In [1]:
#pip3 install geopandas
#pip3 install folium

import pandas as pd
import geopandas as gpd
import matplotlib.pyplot as plt
import folium
import numpy as np

In [28]:
# Ignore warnings
import warnings
warnings.filterwarnings("ignore")

# 1. Load CSVs
ee = pd.read_csv("TrainStationEntriesExits/train-station-entries-exits-data-may-2025.csv")
stations = pd.read_csv("TrainStationEntranceLocations/stationentrances2020_v4.csv")


In [29]:
print(ee.columns)
ee = ee.rename(columns={'Station_Type ' : 'Station_Type', 'MonthYear' : 'Month_Year'})
print(ee.columns)

Index(['MonthYear', 'Station', 'Station_Type ', 'Entry_Exit', 'Trip'], dtype='object')
Index(['Month_Year', 'Station', 'Station_Type', 'Entry_Exit', 'Trip'], dtype='object')


In [30]:
# 2. Clean and filter
stations_to_ignore = ["Rosehill", "Camellia", "Rydalmere", "Dundas", "Telopea", "Carlingford"]

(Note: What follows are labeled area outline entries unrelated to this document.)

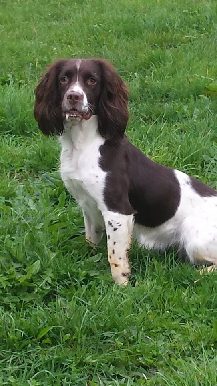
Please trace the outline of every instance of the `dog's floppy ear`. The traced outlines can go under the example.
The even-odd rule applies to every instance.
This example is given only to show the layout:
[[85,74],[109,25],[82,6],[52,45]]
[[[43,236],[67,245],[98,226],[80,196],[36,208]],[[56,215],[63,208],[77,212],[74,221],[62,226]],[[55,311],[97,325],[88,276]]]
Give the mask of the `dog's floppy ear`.
[[39,127],[46,135],[62,134],[63,119],[58,91],[58,76],[67,60],[52,64],[35,91],[34,116]]
[[98,59],[102,89],[97,112],[99,131],[107,139],[122,138],[127,126],[128,89],[110,63]]

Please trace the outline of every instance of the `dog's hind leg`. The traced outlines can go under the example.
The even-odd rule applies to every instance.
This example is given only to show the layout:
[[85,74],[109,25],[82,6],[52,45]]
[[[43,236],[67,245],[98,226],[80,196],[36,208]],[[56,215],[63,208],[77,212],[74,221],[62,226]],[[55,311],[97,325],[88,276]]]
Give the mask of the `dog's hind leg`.
[[211,264],[201,273],[217,269],[217,213],[211,209],[199,209],[185,219],[182,228],[183,245],[190,261]]

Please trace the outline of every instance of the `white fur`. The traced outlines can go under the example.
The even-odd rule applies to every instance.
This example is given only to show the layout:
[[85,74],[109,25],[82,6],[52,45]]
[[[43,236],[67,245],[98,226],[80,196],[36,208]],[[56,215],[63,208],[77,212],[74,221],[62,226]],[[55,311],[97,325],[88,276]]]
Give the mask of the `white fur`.
[[112,276],[118,284],[126,284],[133,216],[111,212],[104,202],[107,173],[99,167],[99,148],[105,139],[98,133],[97,117],[66,121],[65,129],[60,138],[62,179],[82,209],[87,240],[97,244],[106,228]]
[[185,250],[192,262],[217,263],[217,197],[204,197],[193,188],[189,177],[174,170],[181,198],[174,216],[154,228],[135,224],[134,234],[141,246],[164,249],[172,245]]
[[83,105],[82,105],[82,110],[87,110],[88,108],[88,103],[87,101],[87,98],[85,93],[84,92],[82,87],[80,86],[78,81],[77,81],[77,82],[74,86],[69,88],[69,89],[68,90],[66,93],[66,95],[67,95],[68,94],[70,94],[72,91],[74,91],[75,92],[78,92],[78,93],[81,94],[81,95],[83,95]]
[[[105,140],[98,132],[97,117],[66,121],[65,129],[60,137],[62,178],[82,209],[87,240],[97,244],[106,228],[112,275],[118,284],[126,284],[133,215],[111,212],[105,203],[107,173],[99,166],[99,148]],[[134,237],[141,246],[163,249],[176,245],[192,262],[204,260],[216,264],[217,197],[200,196],[188,175],[174,172],[181,196],[175,215],[154,228],[136,224]]]

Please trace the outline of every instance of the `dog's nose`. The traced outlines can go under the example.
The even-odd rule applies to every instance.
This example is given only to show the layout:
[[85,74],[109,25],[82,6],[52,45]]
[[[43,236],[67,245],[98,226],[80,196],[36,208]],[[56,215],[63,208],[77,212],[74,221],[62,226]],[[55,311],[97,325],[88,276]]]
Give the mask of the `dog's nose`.
[[83,95],[76,91],[71,91],[67,95],[67,99],[71,102],[76,102],[78,101],[83,101]]

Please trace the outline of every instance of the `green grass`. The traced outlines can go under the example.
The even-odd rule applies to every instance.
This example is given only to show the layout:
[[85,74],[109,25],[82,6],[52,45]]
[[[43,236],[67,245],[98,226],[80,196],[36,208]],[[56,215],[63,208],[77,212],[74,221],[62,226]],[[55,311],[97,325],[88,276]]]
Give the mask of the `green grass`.
[[114,285],[33,116],[51,62],[105,57],[130,89],[131,140],[217,187],[215,3],[1,2],[1,385],[217,385],[216,275],[135,244],[131,285]]

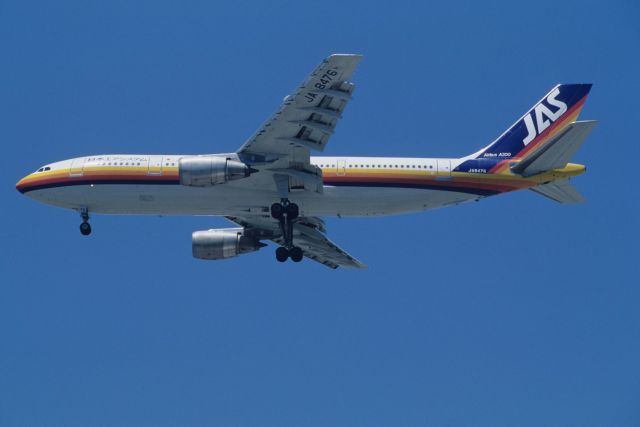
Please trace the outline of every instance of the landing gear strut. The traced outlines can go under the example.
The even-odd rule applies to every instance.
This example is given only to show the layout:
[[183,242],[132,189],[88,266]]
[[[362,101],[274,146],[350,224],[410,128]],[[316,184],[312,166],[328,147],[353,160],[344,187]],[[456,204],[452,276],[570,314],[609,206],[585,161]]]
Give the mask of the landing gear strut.
[[280,231],[284,238],[284,246],[276,249],[276,259],[285,262],[291,258],[293,262],[302,261],[302,249],[293,246],[293,221],[300,215],[298,205],[290,203],[289,199],[282,199],[280,203],[271,205],[271,216],[280,223]]
[[91,234],[91,224],[89,224],[89,210],[86,207],[80,208],[80,218],[82,218],[80,233],[83,236],[88,236]]

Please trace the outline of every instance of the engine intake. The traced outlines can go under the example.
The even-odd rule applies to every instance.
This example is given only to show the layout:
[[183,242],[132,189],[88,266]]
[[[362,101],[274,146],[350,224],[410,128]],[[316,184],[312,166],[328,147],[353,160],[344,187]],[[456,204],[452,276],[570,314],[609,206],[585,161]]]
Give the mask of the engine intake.
[[246,178],[255,172],[237,160],[217,156],[183,157],[178,162],[180,184],[189,187],[210,187],[235,179]]
[[218,228],[191,235],[193,256],[199,259],[226,259],[267,246],[247,236],[244,228]]

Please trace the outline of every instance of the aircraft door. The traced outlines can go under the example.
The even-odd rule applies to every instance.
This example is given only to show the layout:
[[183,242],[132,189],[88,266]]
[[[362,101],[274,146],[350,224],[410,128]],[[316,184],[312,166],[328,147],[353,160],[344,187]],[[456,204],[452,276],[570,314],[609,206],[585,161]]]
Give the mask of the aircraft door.
[[69,166],[69,176],[82,176],[84,161],[86,159],[84,157],[73,159],[71,161],[71,165]]
[[162,175],[162,156],[149,156],[148,175]]
[[451,176],[451,160],[438,159],[438,175]]

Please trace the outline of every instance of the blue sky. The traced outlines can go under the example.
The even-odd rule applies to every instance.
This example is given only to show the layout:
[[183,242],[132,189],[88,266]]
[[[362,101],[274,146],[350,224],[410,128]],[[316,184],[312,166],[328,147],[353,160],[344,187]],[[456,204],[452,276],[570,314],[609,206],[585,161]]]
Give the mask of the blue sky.
[[[480,3],[3,2],[0,425],[638,425],[640,9]],[[70,157],[235,150],[333,52],[365,58],[328,155],[461,156],[594,83],[588,203],[328,219],[370,266],[331,271],[192,259],[217,218],[83,238],[15,191]]]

ee = ee[ee["Station_Type"].isin(["train", "Metro Shared"])].copy()
ee["Train_Station"] = ee["Station"].str.replace(" Station", "", regex=False).str.strip()
ee = ee[~ee["Train_Station"].isin(stations_to_ignore)]
ee["TripNumber"] = ee["Trip"].replace("Less than 50", 50).astype(float)

# 3. Keep one location per station
stations = stations[~stations.duplicated("Train_Station")]
stations = stations[stations["Train_Station"].isin(ee["Train_Station"])]

# 4. Merge coordinates
ee = ee.merge(stations[["Train_Station", "LAT", "LONG"]], on="Train_Station", how="left")

# 5. Filter to Entry + May-25
ee_map = ee[(ee["Month_Year"] == "May-25") & (ee["Entry_Exit"] == "Entry")].copy()
ee_map["log10Trips"] = np.log10(ee_map["TripNumber"])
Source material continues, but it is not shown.